The need for rural financial development in developing countries has been suggested in recent literature since a large proportion of rural households lack access to sustainable financial services. To this end, financial liberalization (elimination of the repressive policies) is recommended.
This thesis is concerned with the rural financial development in an economically less-developed region of Indonesia, Lombok-NTB province, after financial liberalisation (particularly during 1988-1998). Unlike previous studies on rural financial development in Indonesia, which were heavily reliant on information from successful rural/micro financial institutions, this study comprehensively sought and analysed information from both sides of the market, the supply and demand. More specifically, the study examined the impacts of financial liberalization on the extent and efficiency of the rural financial system at the provincial level (Objective 1), the performance of the rural financial institutions (RFI) at the sub-district level (Objective 2), and the households' demand for and access to financial services from various sources (Objective 3) and the factors associated with them (Objective 4).
In the analyses, the study used quantitative and qualitative data collected from primary and secondary sources, involving two surveys (involving 25 RFIs and 180 households of Lombok), several case studies, and published and unpublished financial and socio-economic statistics from relevant institutions at the provincial level. The data analyses included descriptive statistics, associations, mean differences and correlation, depending on the data measurements and the objectives of the analyses.
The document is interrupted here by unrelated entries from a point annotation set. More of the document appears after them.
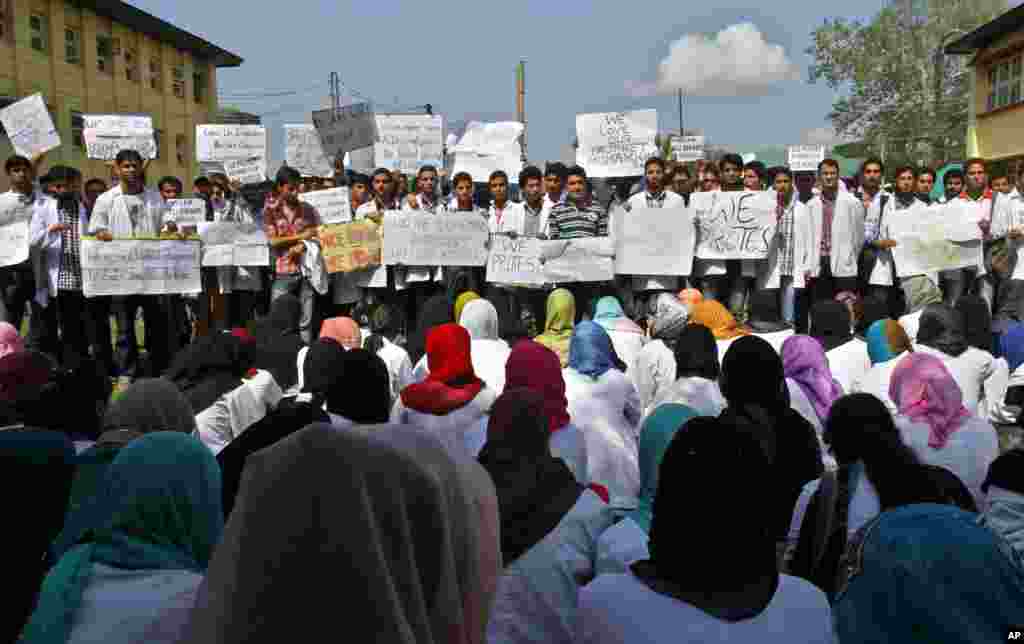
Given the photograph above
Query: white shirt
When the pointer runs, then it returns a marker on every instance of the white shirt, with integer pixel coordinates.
(622, 609)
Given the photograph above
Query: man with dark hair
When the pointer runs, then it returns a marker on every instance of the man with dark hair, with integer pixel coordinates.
(290, 223)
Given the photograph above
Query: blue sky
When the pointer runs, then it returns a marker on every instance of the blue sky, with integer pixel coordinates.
(460, 55)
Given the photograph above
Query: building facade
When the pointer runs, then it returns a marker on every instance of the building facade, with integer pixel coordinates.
(105, 56)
The study found the following. In many respects, the financial liberalization brought a substantial improvement in the rural financial market of a less developed economy of Indonesia, NTB province where Lombok is a part. The liberalisation of interest rate shifted the economics of the rural (micro) financial services from unprofitable business to economically promising business while the liberalisation of rural financial institution entry opened the way for the establishment of new rural financial institutions. As a result, five types of RFIs, one upgrade and four new, were brought into the rural financial market during the liberalisation process. All these RFIs were for profit entities. The level of financial intermediation by bank RFIs was generally improved, as their Loan to Deposit Ratio (LDR) moved toward 100 per cent. The bank interest rate was consistently higher than the inflation rate, providing a basis for cost-effective financial intermediation. Although, the relative size of the rural bank group (measured as its share in bank assets, credits, and savings) experienced a sharp decline a few years after the 1988 bank entry liberalisation, the decline was not due to the non-performance of the new rural banks, but due to the conversion of a large private rural bank into a commercial bank in 1991.
Other than the financial policy, market environments such as population, economic condition, and infrastructure also affected the performance of the RFIs. Further, the performance of the individual RFIs varied by type, office network, asset size, service policies and mechanisms.
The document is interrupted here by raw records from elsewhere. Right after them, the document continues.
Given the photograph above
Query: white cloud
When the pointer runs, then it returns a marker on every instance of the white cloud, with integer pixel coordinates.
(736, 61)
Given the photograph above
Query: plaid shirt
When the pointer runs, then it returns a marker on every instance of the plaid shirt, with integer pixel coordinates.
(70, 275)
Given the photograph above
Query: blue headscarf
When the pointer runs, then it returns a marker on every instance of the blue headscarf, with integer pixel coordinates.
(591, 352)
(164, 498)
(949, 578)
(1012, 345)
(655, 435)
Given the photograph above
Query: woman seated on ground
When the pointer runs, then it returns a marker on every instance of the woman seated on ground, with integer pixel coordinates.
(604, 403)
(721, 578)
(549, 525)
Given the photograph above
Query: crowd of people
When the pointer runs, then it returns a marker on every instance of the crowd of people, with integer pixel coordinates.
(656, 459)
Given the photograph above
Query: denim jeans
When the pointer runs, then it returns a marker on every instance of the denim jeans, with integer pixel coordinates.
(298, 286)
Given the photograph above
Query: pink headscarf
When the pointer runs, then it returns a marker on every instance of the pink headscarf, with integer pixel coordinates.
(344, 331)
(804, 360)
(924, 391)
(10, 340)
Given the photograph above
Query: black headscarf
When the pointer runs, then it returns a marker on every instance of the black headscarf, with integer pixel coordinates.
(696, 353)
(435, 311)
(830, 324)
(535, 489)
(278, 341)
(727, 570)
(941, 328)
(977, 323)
The structure of the household demand for financial services revealed that the formal financial system was superior to the informal one in terms of the total saving amounts, number of savers and credit amounts but inferior with respect to the number of borrowers. Further, some indications of mismatches between the financial services available to and demanded by the households were found in terms of the amounts, time, requirements and repayment systems. Small borrowers and farmers remained under-served by the formal financial institutions. The households' demand for and access to formal financial services were not only determined by their socio-economic characteristics but also by the features of availed financial services, such as, the interest rate, transaction costs, financial institution type, banking confidence, income, occupation and land assets.
The study has two general conclusions. First, financial services to rural households in less developed economies could be profitable, given the opportunity to charge market rate. Second, the rural financial development appeared to be jointly determined by factors internal and external to the three principal actors — financial institutions, households and government — in the rural financial development process and the functioning of the rural financial market. The study has several implications to the field of rural (micro) finance and rural financial development policies and practice.